Arene Base provides a unit testing support library, compatible with gtest, which provides STATIC_ASSERT_XXX macros which mirror their non-static counterparts in a 1:1 manner. This allows writing compile-time tests which look and feel like their runtime counterparts, with a couple of known limitations. These macros are only for use within test code; non-test code should continue to use static assertions.

Background

When writing C++ code which can be evaluated at compile time such as a type trait, or constexpr function/method, it is often desirable to write unit test cases which:

  1. Unconditionally evaluate at compile time.
  1. Cause compilation to fail if the unit test fails, pushing validation to earlier in the iteration cycle.

Such tests are particularly important for constexpr annotated APIs: It is not a compilation error to use constexpr-incompatible logic in a constexpr annotated function; without a compile-time evaluated test developers might accidentally write logic they believe is constexpr but which is not.
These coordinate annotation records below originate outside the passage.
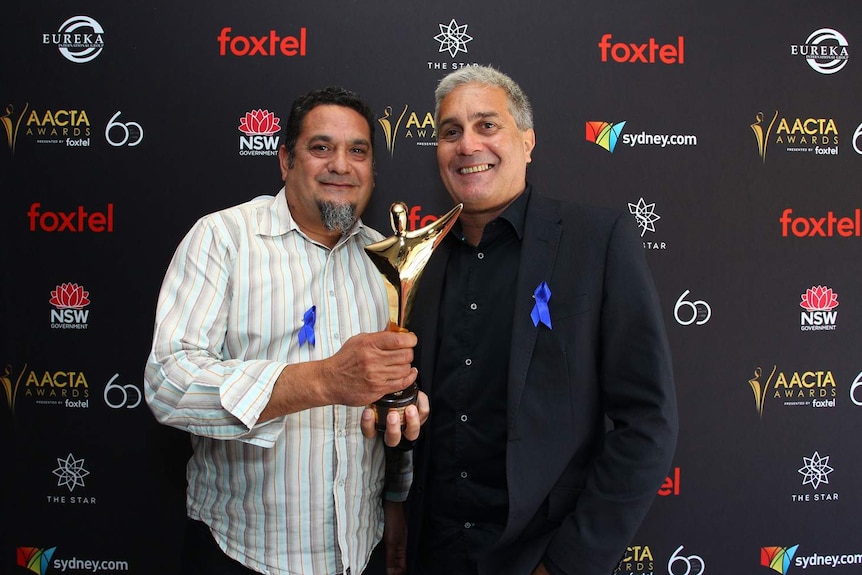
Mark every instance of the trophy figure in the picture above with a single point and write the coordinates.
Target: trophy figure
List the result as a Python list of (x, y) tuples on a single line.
[(401, 259)]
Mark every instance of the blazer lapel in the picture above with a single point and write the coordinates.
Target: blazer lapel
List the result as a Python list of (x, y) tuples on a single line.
[(426, 314), (542, 232)]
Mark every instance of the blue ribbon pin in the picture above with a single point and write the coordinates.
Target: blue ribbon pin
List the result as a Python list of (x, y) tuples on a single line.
[(540, 312), (307, 331)]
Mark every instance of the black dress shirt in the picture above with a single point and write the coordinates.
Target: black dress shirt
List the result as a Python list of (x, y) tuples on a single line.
[(466, 493)]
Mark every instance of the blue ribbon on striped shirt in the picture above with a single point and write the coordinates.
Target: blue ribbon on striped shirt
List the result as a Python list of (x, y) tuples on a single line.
[(540, 312), (307, 331)]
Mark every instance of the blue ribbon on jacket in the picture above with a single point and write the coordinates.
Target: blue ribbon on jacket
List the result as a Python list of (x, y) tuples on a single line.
[(540, 312), (307, 331)]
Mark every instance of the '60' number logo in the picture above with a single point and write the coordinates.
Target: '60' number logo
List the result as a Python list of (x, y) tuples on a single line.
[(857, 383), (132, 133), (127, 396), (681, 565), (691, 312)]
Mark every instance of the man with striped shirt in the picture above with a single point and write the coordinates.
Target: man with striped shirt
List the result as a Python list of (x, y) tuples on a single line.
[(269, 340)]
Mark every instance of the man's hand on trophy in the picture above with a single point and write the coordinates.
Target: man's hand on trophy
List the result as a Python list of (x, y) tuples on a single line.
[(370, 365), (398, 435)]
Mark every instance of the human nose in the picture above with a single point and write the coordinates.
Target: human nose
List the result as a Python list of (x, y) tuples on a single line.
[(469, 143), (339, 162)]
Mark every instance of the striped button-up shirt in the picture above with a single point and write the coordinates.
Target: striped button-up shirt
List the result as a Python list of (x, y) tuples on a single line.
[(299, 493)]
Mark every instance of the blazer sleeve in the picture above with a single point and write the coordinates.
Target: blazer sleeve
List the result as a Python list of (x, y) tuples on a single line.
[(637, 394)]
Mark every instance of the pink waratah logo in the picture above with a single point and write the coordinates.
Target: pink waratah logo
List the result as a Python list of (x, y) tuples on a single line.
[(259, 123), (819, 298), (70, 296)]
GoogleTest (hereafter gtest) is the standard unit testing framework in use throughout the Arene ecosystem, as well as in many non-Arene projects. Unfortunately, gtest lacks any official support for compile-time test cases: all of its ASSERT_XXX macros are evaluated exclusively at runtime, and it has no alternative facilities for writing static test cases. There are other major unit testing frameworks such as Catch2 which do support static assertions, but changing testing frameworks to get such functionality is inconvenient for most projects.

As a result, most developers write such test cases by implementing their own assertions using C++ static_assert declarations. A real example from arene_base:

static_assert(arene::base::any_of(&x[0], &x[1]), "Any of 1 element is that element");

There are several drawbacks of this approach:

  • Because they don’t look like regular gtest macros, they may confuse new maintainers.
  • The error messages are written by the test developer, potentially making them inconsistent with similar operations.
  • The static assertion is more burdensome to write than a regular ASSERT_XXX.
  • There is no runtime-evaluated component.
  • The test coverage tools in use at Woven do not currently account for coverage in a purely compile-time evaluated content. This means that test developers have to write the test case twice; once with static_assert and once with a regular gtest ASSERT_XXX, to properly measure coverage.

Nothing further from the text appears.